Autônomo com outros profissionais: quando pode ser tratado como empresa

 

Ter equipe ou estrutura não transforma automaticamente o profissional em pessoa jurídica; habitualidade, forma de prestação e organização dos recebimentos precisam ser analisadas

Por Cleiton Celini e Gledson Alves, sócios e contadores da AUDICONT Contabilidade

Um profissional começa trabalhando sozinho.

Com o aumento da demanda, passa a contratar auxiliares, divide determinados serviços com outros especialistas e centraliza todos os recebimentos dos clientes em seu próprio CPF.

Nesse momento surge uma pergunta importante: continua existindo apenas trabalho autônomo da pessoa física ou a estrutura passou a apresentar características empresariais?

Crescer não transforma automaticamente o autônomo em empresa

A análise não deveria partir apenas do faturamento, da existência de empregados ou do tamanho da estrutura. Essa distinção dá continuidade ao tema do autônomo que recebe de pessoas físicas e empresas.

Um profissional liberal pode continuar exercendo atividade como pessoa física mesmo utilizando estabelecimento e empregados auxiliares, desde que a realidade da prestação permaneça compatível com esse enquadramento.

Contratar terceiros eventualmente é diferente de organizar uma atividade habitual

A Receita diferencia situações em que outros profissionais participam apenas de forma eventual daquelas em que existe atuação sistemática e habitual sob organização de um único profissional.

Quando um profissional recebe integralmente dos clientes, organiza a prestação e remunera outros profissionais qualificados de forma sistemática, a análise pode deixar de ser apenas a de trabalho autônomo individual.

O ponto decisivo é observar a realidade da atividade, e não uma característica isolada.

Ter CNPJ também não resolve sozinho a questão

O raciocínio funciona nos dois sentidos.

Abrir uma empresa não significa que toda receita recebida posteriormente pela pessoa física pertença automaticamente à pessoa jurídica.

Contrato, prestação do serviço, emissão do documento e recebimento precisam refletir a realidade.

Esse ponto conecta o IRPF diretamente às rotinas de estruturação societária da AUDICONT Contabilidade, porque a decisão de operar por pessoa jurídica precisa considerar atividade, forma de organização e registros necessários.

A escolha também afeta contabilidade e retirada dos sócios

Quando a atividade passa efetivamente para uma pessoa jurídica, o dinheiro recebido pela empresa não é automaticamente dinheiro pessoal do sócio.
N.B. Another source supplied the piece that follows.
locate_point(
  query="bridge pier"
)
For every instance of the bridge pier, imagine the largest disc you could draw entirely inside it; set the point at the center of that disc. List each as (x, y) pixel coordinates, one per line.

A transferência para a pessoa física poderá representar, conforme o caso, pró-labore, distribuição de lucros, reembolso, empréstimo ou outra operação.

É nesse ponto que a estrutura societária se conecta à consultoria e planejamento contábil da AUDICONT Contabilidade.

Na avaliação dos autores

Na avaliação de Cleiton Celini e Gledson Alves, sócios e contadores da AUDICONT Contabilidade, decidir entre atuar como pessoa física ou estruturar uma empresa não deveria partir apenas da comparação superficial entre alíquotas.

É necessário avaliar como o serviço é prestado, quem contrata, quem recebe, existência de equipe, habitualidade, custos, riscos e forma de retirada dos resultados.

A tributação precisa acompanhar a realidade da atividade e não apenas a conta bancária utilizada para receber.

FAQ

1. Todo autônomo precisa abrir empresa?

Não. A necessidade depende da forma como a atividade está organizada e das regras aplicáveis.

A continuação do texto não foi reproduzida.